Herefordshire’s Crowsaw, then, has chosen a well-established format that demands much of them. Like the blues that underpins so much of their music, it’s easy to understand the basics but difficult to execute well. For a relatively new band (formed in 2012) they pull it off with style and substance. “Smoke & Feathers” is the kind of gutsy, blues rock that the UK is so good at producing. If this band turned up at your local, you’d have the best night of the year. And they’re already bigger than that, pulling in crowds at significantly larger venues.
Influences here are Cream, Hendrix and Stevie Ray Vaughan, combined with plenty of their own particular sound. Originally a covers band they soon moved on to their own material, a wise move indeed given the strength of the material here.

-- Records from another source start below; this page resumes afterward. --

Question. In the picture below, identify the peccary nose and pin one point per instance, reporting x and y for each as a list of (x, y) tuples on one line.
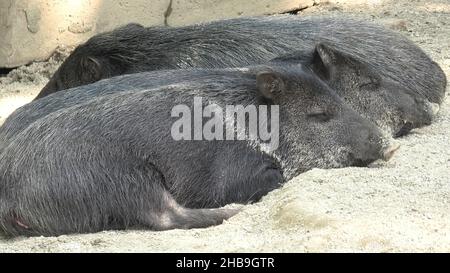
[(389, 151)]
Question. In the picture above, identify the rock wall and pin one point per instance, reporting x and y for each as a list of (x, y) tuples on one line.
[(31, 30)]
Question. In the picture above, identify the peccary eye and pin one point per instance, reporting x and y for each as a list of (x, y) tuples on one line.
[(319, 115), (371, 83)]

From the storming opener ‘Skin and Bones’, to caustic closer ‘JFY’ the album swaggers through ten quality songs, commercial enough to carry several potential singles that wouldn’t be out of place on your favourite rock radio station – ‘Money’, ‘Smoke & Feathers’ and ‘Dog of Nine’ –, while maintaining a musical integrity that showcases some tasty musicianship (check out Rob Lomax’s Satch-like chops on the aforementioned ‘Dog of Nine’). There’s an infectious groove running through the album that will get your head nodding and your foot tapping. Not quite sure what they’re putting in the beer on the borders these days, but it’s clearly good stuff.
If you like your rock bluesy, gritty and with an indefinable groove, then you’ll enjoy Crowsaw. I’m certain we’ll be hearing more from them in future months as this album raises their profile. Just remember where you read about them first!